Not quite: 'color', 'background-color' and 'border-color' are 3 separate properties that can't be be inherited from one place using vanilla CSS

Those are three different ways of coloring something (and very rarely are exactly the same in my experience). Using variables to make those three the same color is an abuse of DRY in my opinion.
> Then set the elements which should have a primary color with that class.

But now your markup is littered with styling classes, and you could end up with a .secondary button with a .primaryColor class.

In vanilla css, the only way to really define something like a primary color just once and have it apply correctly to all elements is to define it at a high level in a deeply nested cascade. This of course all breaks as soon as you add a container element and have to go back and add another level of nesting to your css.
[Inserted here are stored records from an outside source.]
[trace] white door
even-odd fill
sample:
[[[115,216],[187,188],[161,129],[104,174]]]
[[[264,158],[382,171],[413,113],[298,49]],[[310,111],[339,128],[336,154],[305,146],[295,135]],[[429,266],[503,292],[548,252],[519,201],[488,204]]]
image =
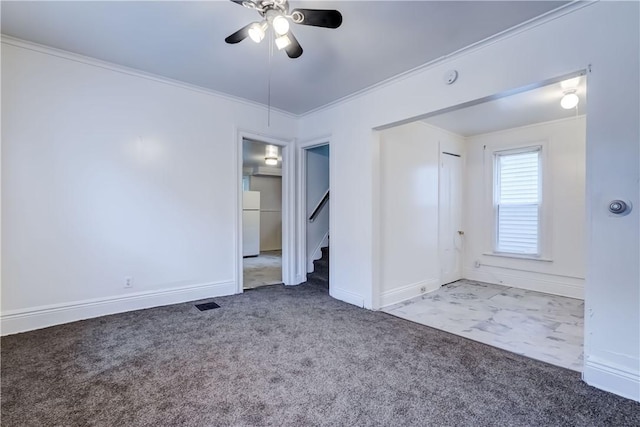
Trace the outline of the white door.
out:
[[[462,278],[462,159],[440,153],[439,241],[441,284]]]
Variables in css should be standard.

Just a nitpick.

I hate, hate, hate having to alter my HTML to apply styles. The idea of

<h1 class="primaryColor">

totally creeps me out. I do it because other people refuse to use preprocessors and think that altering the HTML to include presentational details is fine (see Bootstrap.)

But it still feels gross to me.

> totally creeps me out. I do it because other people refuse to use preprocessors and think that altering the HTML to include presentational details is fine (see Bootstrap.) But it still feels gross to me.

To be fair HTML is the presentation. I can understand not wanting to mix business logic from JavaScript into a page but CSS is just the other half of HTML.

If it makes it nicer you could use more generic class terms (such as page information or HTML structure location, etc).

HTML is not the presentation.

HTML is the content and description of content. You put a <strong> tag around text to make it strong emphasis.

CSS is the presentation. Your browser sees the <strong> tag and applies its default style of making it bold.

They're both the presentation. Showing emphasis and structuring content is as much part of the presentation as CSS, maybe even more so if you care about backwards compatibility and graceful degradation.

This is just incredibly pedantic. For all practical purposes HTML + CSS is the presentation. Toss JavaScript into that if you want. Front-end work is the presentation.